16% of Brits say they have spoken to their neighbours more than ever because of the pandemic, meanwhile 20% said their neighbours helped them during Covid-19 ..
Covid-19 has strengthened local communities as many people have stepped forward to look out for neighbours more than usual. According to new research from Mortgage Advice Bureau (MAB), two fifths of Brits (38%) say that Covid-19 has made them feel closer to their local community, building, or street.
When asked in what way the Covid-19 pandemic has made them feel closer to their community, 16% said they have spoken to their neighbours more than ever, and 20% said their neighbours supported them during Covid-19 – or that they helped their neighbours. Technology has also helped people keep in touch with their local community. 10% said that they joined an online support group with their neighbours either online or via social media, such as Whatsapp.
For younger people (aged 18-34), a sense of local community was stronger, with 51% saying the Covid-19 pandemic made them feel closer to their local community, building, or street. Most notably, 29% said that either their neighbours had helped them during the pandemic, or vice versa – 9% higher than the national average.

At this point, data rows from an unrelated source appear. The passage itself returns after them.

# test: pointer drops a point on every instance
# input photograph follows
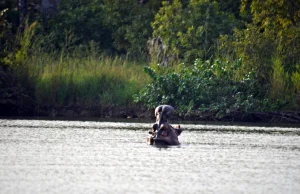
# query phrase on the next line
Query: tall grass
(89, 80)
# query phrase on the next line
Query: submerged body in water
(162, 132)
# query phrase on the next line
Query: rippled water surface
(109, 157)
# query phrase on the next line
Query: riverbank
(15, 100)
(141, 112)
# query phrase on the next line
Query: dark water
(109, 157)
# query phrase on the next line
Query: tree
(191, 32)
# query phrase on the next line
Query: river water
(39, 156)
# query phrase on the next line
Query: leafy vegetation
(214, 56)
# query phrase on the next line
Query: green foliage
(280, 91)
(121, 27)
(273, 31)
(84, 79)
(203, 87)
(191, 32)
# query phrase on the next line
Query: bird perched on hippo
(162, 132)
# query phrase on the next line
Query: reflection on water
(106, 157)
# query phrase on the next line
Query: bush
(204, 87)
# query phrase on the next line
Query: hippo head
(167, 135)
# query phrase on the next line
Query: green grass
(88, 80)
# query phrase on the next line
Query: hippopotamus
(162, 132)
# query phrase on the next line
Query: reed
(86, 80)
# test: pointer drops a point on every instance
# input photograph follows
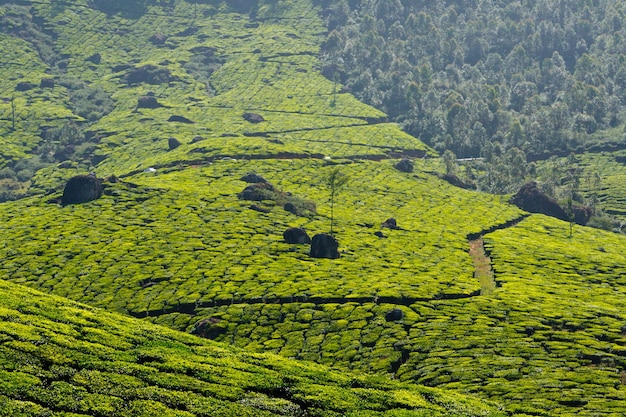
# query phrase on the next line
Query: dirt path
(482, 266)
(482, 262)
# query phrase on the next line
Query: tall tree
(335, 181)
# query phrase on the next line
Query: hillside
(61, 358)
(173, 106)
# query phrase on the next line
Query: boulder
(81, 189)
(394, 314)
(532, 199)
(253, 117)
(260, 209)
(148, 102)
(180, 119)
(405, 165)
(197, 139)
(150, 74)
(291, 208)
(24, 86)
(253, 178)
(457, 182)
(582, 214)
(324, 246)
(46, 83)
(209, 328)
(390, 223)
(95, 58)
(173, 143)
(296, 235)
(158, 39)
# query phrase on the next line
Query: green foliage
(335, 181)
(62, 358)
(460, 75)
(174, 245)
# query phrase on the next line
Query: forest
(480, 78)
(156, 155)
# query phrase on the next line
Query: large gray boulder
(324, 246)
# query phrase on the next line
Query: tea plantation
(179, 103)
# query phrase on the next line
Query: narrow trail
(482, 266)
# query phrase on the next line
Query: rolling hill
(175, 105)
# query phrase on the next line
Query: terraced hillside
(204, 95)
(61, 358)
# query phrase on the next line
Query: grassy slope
(178, 246)
(62, 358)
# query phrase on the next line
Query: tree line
(543, 76)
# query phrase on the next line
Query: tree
(449, 161)
(335, 181)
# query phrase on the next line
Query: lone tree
(335, 181)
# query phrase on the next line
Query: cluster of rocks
(259, 189)
(532, 199)
(81, 189)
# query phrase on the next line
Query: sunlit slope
(22, 113)
(176, 246)
(214, 66)
(183, 240)
(550, 338)
(62, 358)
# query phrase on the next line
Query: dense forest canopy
(544, 76)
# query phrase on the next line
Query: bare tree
(335, 181)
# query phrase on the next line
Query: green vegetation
(533, 321)
(61, 358)
(462, 75)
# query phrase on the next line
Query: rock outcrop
(531, 198)
(324, 246)
(173, 143)
(296, 236)
(405, 165)
(253, 117)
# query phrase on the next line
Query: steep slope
(62, 358)
(171, 242)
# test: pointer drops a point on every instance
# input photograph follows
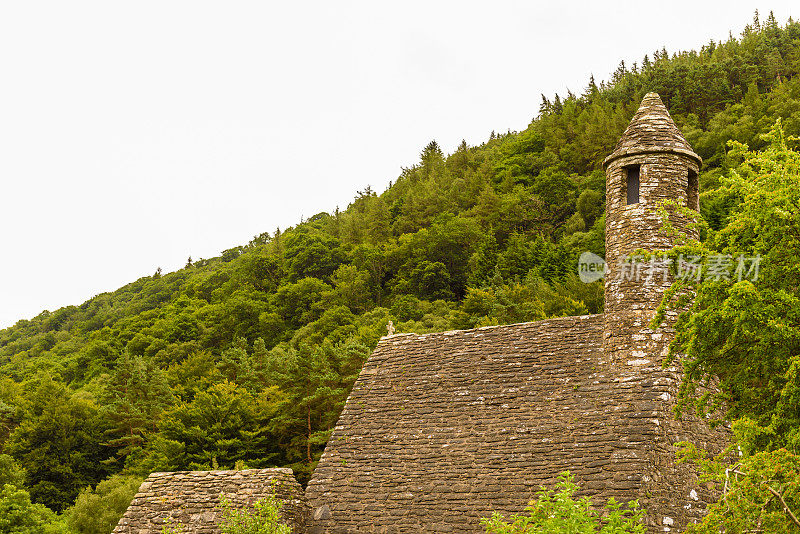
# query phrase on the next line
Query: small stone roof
(652, 130)
(188, 501)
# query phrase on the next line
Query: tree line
(246, 359)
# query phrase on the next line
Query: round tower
(652, 163)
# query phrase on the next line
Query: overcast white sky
(136, 134)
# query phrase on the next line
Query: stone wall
(188, 501)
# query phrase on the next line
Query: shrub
(558, 511)
(263, 518)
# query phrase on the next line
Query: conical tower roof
(652, 130)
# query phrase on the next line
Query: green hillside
(247, 358)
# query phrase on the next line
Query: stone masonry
(443, 429)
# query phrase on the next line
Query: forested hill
(247, 358)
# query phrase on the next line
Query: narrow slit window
(632, 181)
(693, 191)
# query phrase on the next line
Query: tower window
(693, 191)
(632, 183)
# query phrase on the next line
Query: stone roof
(652, 130)
(189, 500)
(442, 429)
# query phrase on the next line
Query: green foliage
(97, 511)
(59, 443)
(272, 333)
(11, 472)
(558, 511)
(760, 492)
(744, 333)
(18, 515)
(264, 518)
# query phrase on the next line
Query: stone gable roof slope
(442, 429)
(189, 500)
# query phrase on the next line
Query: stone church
(442, 429)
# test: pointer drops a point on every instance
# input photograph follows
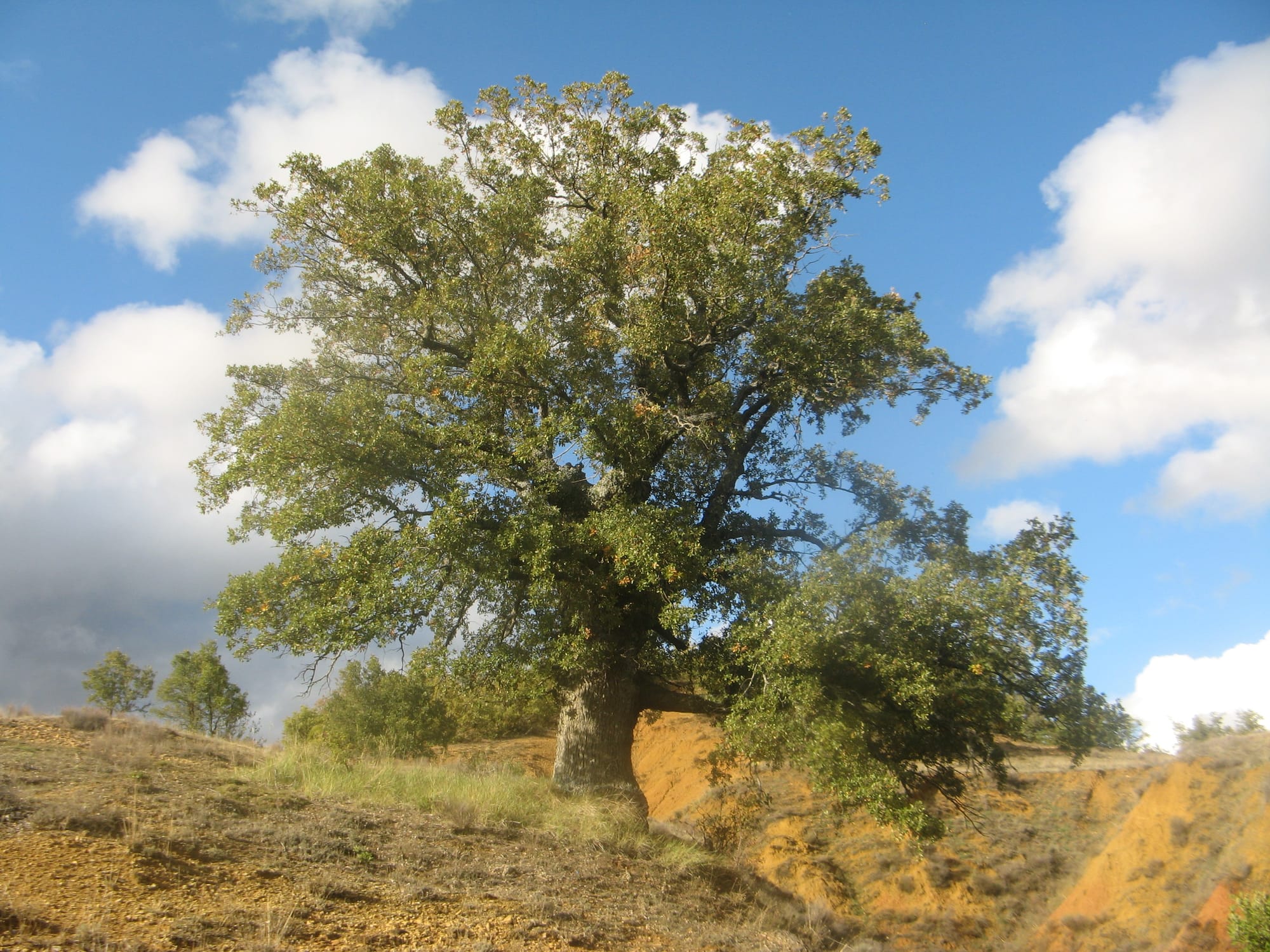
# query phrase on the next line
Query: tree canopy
(117, 685)
(567, 398)
(200, 696)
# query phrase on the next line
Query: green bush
(1250, 922)
(200, 696)
(377, 711)
(1106, 724)
(117, 685)
(496, 696)
(1215, 727)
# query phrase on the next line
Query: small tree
(893, 666)
(200, 696)
(117, 685)
(1215, 727)
(1250, 922)
(380, 711)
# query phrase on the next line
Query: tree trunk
(595, 737)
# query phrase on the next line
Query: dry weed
(86, 719)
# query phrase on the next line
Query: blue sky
(1081, 194)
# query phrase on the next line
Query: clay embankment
(1126, 852)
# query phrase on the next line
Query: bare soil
(142, 838)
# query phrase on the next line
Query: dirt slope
(149, 841)
(153, 841)
(1128, 852)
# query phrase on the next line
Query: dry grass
(86, 719)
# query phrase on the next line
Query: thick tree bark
(595, 737)
(598, 731)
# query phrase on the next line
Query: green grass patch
(488, 795)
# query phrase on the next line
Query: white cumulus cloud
(1153, 312)
(104, 543)
(1004, 522)
(1175, 689)
(336, 102)
(344, 17)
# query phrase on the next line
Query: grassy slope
(148, 840)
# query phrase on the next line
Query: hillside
(142, 838)
(1127, 852)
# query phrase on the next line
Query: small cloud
(1235, 579)
(338, 103)
(1004, 522)
(1175, 689)
(345, 18)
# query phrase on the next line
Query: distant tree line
(197, 696)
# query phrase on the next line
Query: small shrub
(84, 818)
(732, 817)
(12, 807)
(377, 711)
(987, 884)
(86, 719)
(1215, 727)
(1079, 923)
(1250, 922)
(942, 871)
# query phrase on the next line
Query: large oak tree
(565, 398)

Data from ONS supports this community sentiment, finding that nearly two in three adults (62.6%) said they had checked on neighbours who might need help at least once and over one in three adults (37.5%) said they had gone shopping or done other tasks for neighbours. Covid-19 has clearly strengthened emotional ties for many people.
As restrictions have just started to lift, and working from home becomes the norm, the country has spent on average 19.6 hours at home every day since the third lockdown in January 2021. With nearly half (46%) typically spending between 20 and 24 hours there, people are feeling fonder of their homes than ever. 23% said they would now not want to move as they’d spent a lot of time in their homes and felt attached to it.
While 20% said that they had not considered moving because it would be too much hassle, 9% said they had spent a lot of money and time on DIY projects for their home, and 6% said they have bought furniture specifically for their home. Looking specifically at those who own their own home, when thinking about their current living situation, 47% say that they would renovate or extend their home, or both – possibly the start of a “Generation Renovation” as many people have wanted to a new and bigger living environment, without having to move house, and leave their home and community.
For those looking to plan their next home improvement, Mortgage Advice Bureau has created an online tool which provides users with a construction project cost estimate vs. the estimated value the home extension or renovation could add to the overall property price. All you need to do is input a few details about the project and your current mortgage, the calculator then works out how to finance the home improvement through remortgaging – this is where homeowners release equity built up in their property to raise additional funds for the project. The survey found that a quarter (26%) of homeowners have remortgaged their home previously to carry out renovations or extensions.
Brian Murphy, Head of Lending at Mortgage Advice Bureau, said: “One of the few upsides of the pandemic is that it has strengthened a sense of local community and brought people closer together. Covid-19 has presented huge challenges for more than a year, but Brits have responded by pulling together and supporting one another where needed, whether that’s helping with grocery shopping or checking in with each other on a regular basis. Having also spent so much more time in our homes, the pandemic may have also strengthened many people’s emotional attachment to where they live. However, being faced with things like working from home or home schooling, thousands have had to adapt their home set up, making them think about what they want most from their property.”